Juliana, faz parte da administração do selo Rapadura Records e incentivada pela companheira de som, iniciou os trabalhos com a zine Garotas No Ataque, que o foco é dar visibilidade para produção artística de mulheres bateristas e estreou com uma entrevista com Ana Zumpano, que foi sua instrutora de bateria no Ladies Rock Camp. Além da GNA publicou “Vazia/o Manifesto”, que traz vários textos e poemas escritos em momentos complicados, feitos de 2012 à 2018. É uma zine de exorcismo de coisas ruins e provoca uma identificação muito intensa com quem lê, pois a obra é uma “carne viva exposta e cutucada”, define a autora.

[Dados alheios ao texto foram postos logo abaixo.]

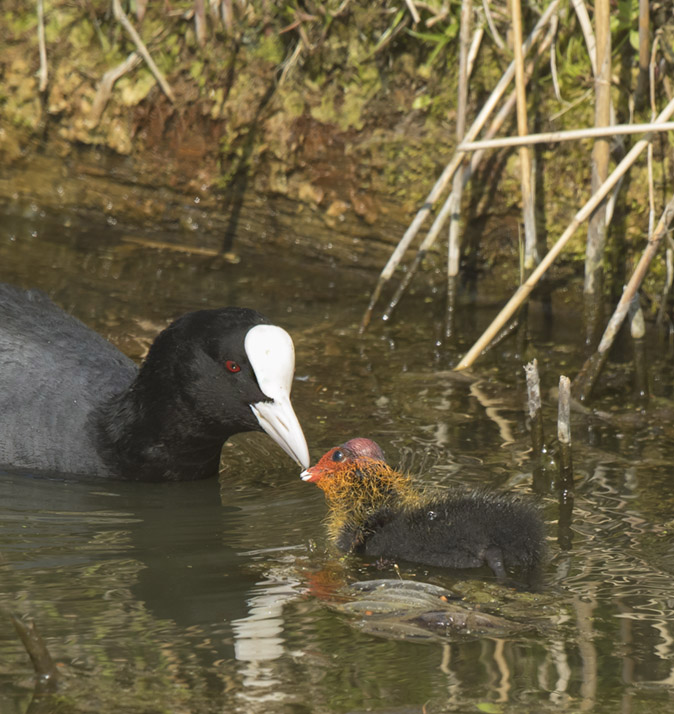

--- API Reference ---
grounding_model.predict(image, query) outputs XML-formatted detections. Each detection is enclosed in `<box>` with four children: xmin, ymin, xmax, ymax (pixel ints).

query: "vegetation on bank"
<box><xmin>0</xmin><ymin>0</ymin><xmax>674</xmax><ymax>274</ymax></box>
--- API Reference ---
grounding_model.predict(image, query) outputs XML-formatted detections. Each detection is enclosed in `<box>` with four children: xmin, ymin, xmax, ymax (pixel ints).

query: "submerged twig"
<box><xmin>112</xmin><ymin>0</ymin><xmax>175</xmax><ymax>103</ymax></box>
<box><xmin>360</xmin><ymin>0</ymin><xmax>559</xmax><ymax>333</ymax></box>
<box><xmin>11</xmin><ymin>615</ymin><xmax>59</xmax><ymax>691</ymax></box>
<box><xmin>557</xmin><ymin>375</ymin><xmax>573</xmax><ymax>486</ymax></box>
<box><xmin>574</xmin><ymin>192</ymin><xmax>674</xmax><ymax>401</ymax></box>
<box><xmin>455</xmin><ymin>93</ymin><xmax>674</xmax><ymax>370</ymax></box>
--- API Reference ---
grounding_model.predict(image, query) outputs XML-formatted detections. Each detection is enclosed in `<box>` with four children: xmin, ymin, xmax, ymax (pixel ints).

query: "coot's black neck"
<box><xmin>93</xmin><ymin>378</ymin><xmax>231</xmax><ymax>481</ymax></box>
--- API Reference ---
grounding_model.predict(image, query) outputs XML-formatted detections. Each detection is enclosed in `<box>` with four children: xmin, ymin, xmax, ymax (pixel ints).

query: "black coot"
<box><xmin>0</xmin><ymin>285</ymin><xmax>309</xmax><ymax>481</ymax></box>
<box><xmin>302</xmin><ymin>438</ymin><xmax>545</xmax><ymax>579</ymax></box>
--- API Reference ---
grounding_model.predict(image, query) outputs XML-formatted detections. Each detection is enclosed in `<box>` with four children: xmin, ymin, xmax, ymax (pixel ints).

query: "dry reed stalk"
<box><xmin>455</xmin><ymin>94</ymin><xmax>674</xmax><ymax>370</ymax></box>
<box><xmin>571</xmin><ymin>0</ymin><xmax>597</xmax><ymax>77</ymax></box>
<box><xmin>574</xmin><ymin>192</ymin><xmax>674</xmax><ymax>401</ymax></box>
<box><xmin>447</xmin><ymin>0</ymin><xmax>473</xmax><ymax>277</ymax></box>
<box><xmin>37</xmin><ymin>0</ymin><xmax>49</xmax><ymax>92</ymax></box>
<box><xmin>382</xmin><ymin>21</ymin><xmax>552</xmax><ymax>322</ymax></box>
<box><xmin>87</xmin><ymin>52</ymin><xmax>141</xmax><ymax>129</ymax></box>
<box><xmin>456</xmin><ymin>122</ymin><xmax>674</xmax><ymax>151</ymax></box>
<box><xmin>634</xmin><ymin>0</ymin><xmax>651</xmax><ymax>109</ymax></box>
<box><xmin>510</xmin><ymin>0</ymin><xmax>539</xmax><ymax>270</ymax></box>
<box><xmin>194</xmin><ymin>0</ymin><xmax>206</xmax><ymax>47</ymax></box>
<box><xmin>112</xmin><ymin>0</ymin><xmax>175</xmax><ymax>104</ymax></box>
<box><xmin>356</xmin><ymin>0</ymin><xmax>560</xmax><ymax>334</ymax></box>
<box><xmin>482</xmin><ymin>0</ymin><xmax>505</xmax><ymax>51</ymax></box>
<box><xmin>583</xmin><ymin>0</ymin><xmax>611</xmax><ymax>302</ymax></box>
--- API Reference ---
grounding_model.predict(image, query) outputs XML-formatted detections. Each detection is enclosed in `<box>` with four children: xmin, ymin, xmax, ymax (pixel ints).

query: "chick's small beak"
<box><xmin>300</xmin><ymin>467</ymin><xmax>320</xmax><ymax>483</ymax></box>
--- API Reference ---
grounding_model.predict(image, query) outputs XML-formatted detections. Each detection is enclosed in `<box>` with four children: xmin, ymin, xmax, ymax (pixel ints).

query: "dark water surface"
<box><xmin>0</xmin><ymin>206</ymin><xmax>674</xmax><ymax>714</ymax></box>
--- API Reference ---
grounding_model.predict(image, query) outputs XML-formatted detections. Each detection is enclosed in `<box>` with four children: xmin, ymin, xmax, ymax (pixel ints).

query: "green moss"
<box><xmin>116</xmin><ymin>68</ymin><xmax>157</xmax><ymax>107</ymax></box>
<box><xmin>253</xmin><ymin>33</ymin><xmax>284</xmax><ymax>65</ymax></box>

Pois então, depois dessa breve apresentação, fiquem com as indicações.
05 DISCOS LIZ:

01 – COLETANEA GIRLS ROCK CAMP 2016
Comprei essa coletânea na mão do Sesper, quando a gente foi vizinho de banquinha na Feira Plana de 2017. A coletânea é grunge e pesada, mas com algumas canções mais psicodélicas. Deb and the Mentals, Human Trash, The Biggs, Trash No Star e Traveling Wave completam os lados A e B. O lado A começa num clima mais de “esquenta”, e vira a chave em “Ficar Bem” do Trash no Star, garantindo aquele refrão que todo mundo vai cantar junto, “eu só quero ficar beeeem”, e fecha com “The Crow” do Travelling Wave, mais dançante e soturno, abrindo espaço para um lado B pesado. As guitarras ficam mais altas e as músicas agitadas, abrindo novamente com Deb and The Mentals, o caminho das músicas te leva a fazer um pogo em “Misses Digger” do TNS sozinha em casa, e depois brisar com a última do Traveling Wave, “This is not a Love Song”. A masterização na fita é diferente do que tem disponível online, parece que você está ouvindo mesmo ao vivo.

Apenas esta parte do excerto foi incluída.